Daryl James Gross

Current position
- Team: California State University, Los Angeles

Biographical details
- Born: June 20, 1961; 64 years ago

= Daryl Gross =

American athletics administrator (born 1961)

Daryl James Gross (born June 20, 1961) is currently the executive director of intercollegiate athletics at California State University, Los Angeles. Prior to serving in this position, Gross served as the athletic director at Syracuse University for 11 years.

==Education==
Gross received his bachelor's degree in psychology and played college football at University of California, Davis. He received his master's and PhD degrees in educational psychology from USC.

==Career==
Gross began his career at the University of Southern California in intercollegiate athletics after being a graduate coaching assistant (while earning his doctorate).

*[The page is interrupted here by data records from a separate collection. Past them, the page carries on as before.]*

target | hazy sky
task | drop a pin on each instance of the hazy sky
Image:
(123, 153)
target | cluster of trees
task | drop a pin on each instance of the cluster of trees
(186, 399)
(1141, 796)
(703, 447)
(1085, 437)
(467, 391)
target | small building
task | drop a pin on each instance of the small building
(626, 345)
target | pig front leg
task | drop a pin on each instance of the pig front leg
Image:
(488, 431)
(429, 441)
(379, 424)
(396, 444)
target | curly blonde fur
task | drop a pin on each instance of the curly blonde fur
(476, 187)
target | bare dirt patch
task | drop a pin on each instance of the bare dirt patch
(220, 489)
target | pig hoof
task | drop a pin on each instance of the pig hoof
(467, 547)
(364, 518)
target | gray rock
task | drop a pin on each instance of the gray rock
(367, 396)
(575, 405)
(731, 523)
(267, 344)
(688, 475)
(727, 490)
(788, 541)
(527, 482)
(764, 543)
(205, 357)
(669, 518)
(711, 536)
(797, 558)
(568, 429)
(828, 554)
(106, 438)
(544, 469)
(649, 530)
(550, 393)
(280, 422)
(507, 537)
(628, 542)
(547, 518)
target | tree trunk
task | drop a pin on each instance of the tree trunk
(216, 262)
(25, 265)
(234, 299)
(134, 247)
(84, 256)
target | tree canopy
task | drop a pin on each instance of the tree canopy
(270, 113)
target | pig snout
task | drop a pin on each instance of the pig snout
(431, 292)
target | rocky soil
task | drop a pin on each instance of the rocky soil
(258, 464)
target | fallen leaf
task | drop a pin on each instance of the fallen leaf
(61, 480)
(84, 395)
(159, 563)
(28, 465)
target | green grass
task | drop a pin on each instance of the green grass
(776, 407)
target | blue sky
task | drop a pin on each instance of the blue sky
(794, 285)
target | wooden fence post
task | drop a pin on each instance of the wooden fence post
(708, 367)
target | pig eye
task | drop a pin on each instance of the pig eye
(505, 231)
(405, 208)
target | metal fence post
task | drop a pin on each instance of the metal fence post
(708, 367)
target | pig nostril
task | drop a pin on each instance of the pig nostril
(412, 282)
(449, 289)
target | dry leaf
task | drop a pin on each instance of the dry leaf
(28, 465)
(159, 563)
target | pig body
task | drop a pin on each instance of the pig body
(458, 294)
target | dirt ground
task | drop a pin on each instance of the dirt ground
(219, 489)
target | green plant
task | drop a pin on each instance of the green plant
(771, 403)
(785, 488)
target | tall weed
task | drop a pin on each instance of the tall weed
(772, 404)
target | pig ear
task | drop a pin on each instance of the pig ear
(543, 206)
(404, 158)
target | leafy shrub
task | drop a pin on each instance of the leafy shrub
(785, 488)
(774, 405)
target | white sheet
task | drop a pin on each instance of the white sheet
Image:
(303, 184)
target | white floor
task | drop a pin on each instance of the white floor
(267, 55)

While serving as senior associate athletic director, Gross was credited for bringing in head coach Pete Carroll for the Trojans football team. Gross was a New York Jets scout when Pete Carroll was the Jets head coach, a relationship that led to him pushing for Carroll to be hired by USC. In 2008, ESPN.com named Carroll's hiring #1 in a list of the Pac-10's Top 10 Moments Of BCS Era.

In 2005, Gross became AD at Syracuse. In June 2015, the university announced that Mark Coyle, of Boise State, was hired to succeed Gross as athletic director. Gross stayed on at Syracuse as the vice president and special assistant to the chancellor at Syracuse University and adjunct professor in sports administration for two more years.